One of the most popular floors of this great tower is the Rooftop Terrace. Here, you can take in the fantastic views of Edinburgh, get a bit closer by using the rooftop telescopes, and enjoy the fresh air. And, for the ultimate experience that is the attraction's namesake, head up one more level to the Camera Obscura Show, where you can experience the phenomenon of Maria Short's Camera Obscura all those years ago. All in all, people usually spend around two hours going around Camera Obscura, so it's the perfect way to spend a morning or afternoon in the capital.

With all that excitement, you might fancy a snack while you're enjoying the world of Camera Obscura and World of Illusions. While there isn't a cafe on site, the Royal Mile is right on the doorstep, with lots of places to eat and drink. On the Royal Mile itself, you'll find a variety of tourist-friendly restaurants, but the real hidden gems are just a minute's walk away. The Baked Potato shop on Cockburn Street has hearty and healthy takeaway baked potatoes, with a variety of delicious fillings to choose from. Or, just next to the Royal Mile on Hunters Square check out Civerinos for a slice of handmade pizza. As you continue on down South Bridge you'll also find plenty more local spots that have family-friendly options, such as tapas-style Indian dishes at Mother India's Cafe on Infirmary Street, or coffee and cake at Black Medicine Coffee.

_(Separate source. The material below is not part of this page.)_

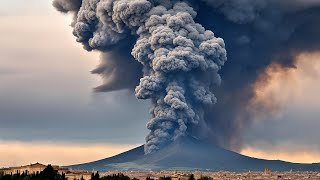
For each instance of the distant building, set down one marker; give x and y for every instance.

Once you've enjoyed your zany and exciting adventure at Camera Obscura and World of Illusions, there is still lots more to explore in the city of Edinburgh. If you've been wondering what to see in Edinburgh, there is so much to see within walking distance. The National Museum of Scotland is free to enter, and it's only a ten minute walk from Camera Obscura, if you want to learn about some fascinating Scottish and World history. Or, for a breath of fresh air, climb up Arthur's Seat, an ancient extinct volcano that can be seen from all over Edinburgh. No matter what your tastes, there's something for all families in the beautiful city of Edinburgh.

What to know before you go

  • Camera Obscura and World of Illusions is open from 9am - 10pm every day.
  • While Camera Obscura is suitable for families with children of all ages, children under 12 need to be accompanied by an adult.
  • The building is very old and only has stairs to access each floor, so it is unfortunately unsuitable for buggies or wheelchair users.
  • There are baby-changing facilities on site, and baby carriers can be borrowed from reception.
  • Toilets are available only on the first floor.

Getting there

  • If travelling by car, there isn't any parking on the Royal Mile so head to Castle Terrace car park, where Camera Obscura visitors can get a parking discount. The car park is roughly a 10-minute walk from Camera Obscura and World of Illusions, and the postcode is EH1 2EW.
  • There are regular buses running through the city centre. The closest bus stop is on George IV Bridge, and is served by the bus numbers 67, 42, 41, 27 or 23.
  • If arriving by tram, simply get off on Princes Street, and it's just a short walk up to the Royal Mile.
  • The nearest train station is Edinburgh Waverley, just a 10-minute walk away.
  • If you're planning on cycling, there are lots of places to lock up your bike, with the closest designated spot being at West Parliament Square.

Please follow the latest government guidelines if travelling by public transport.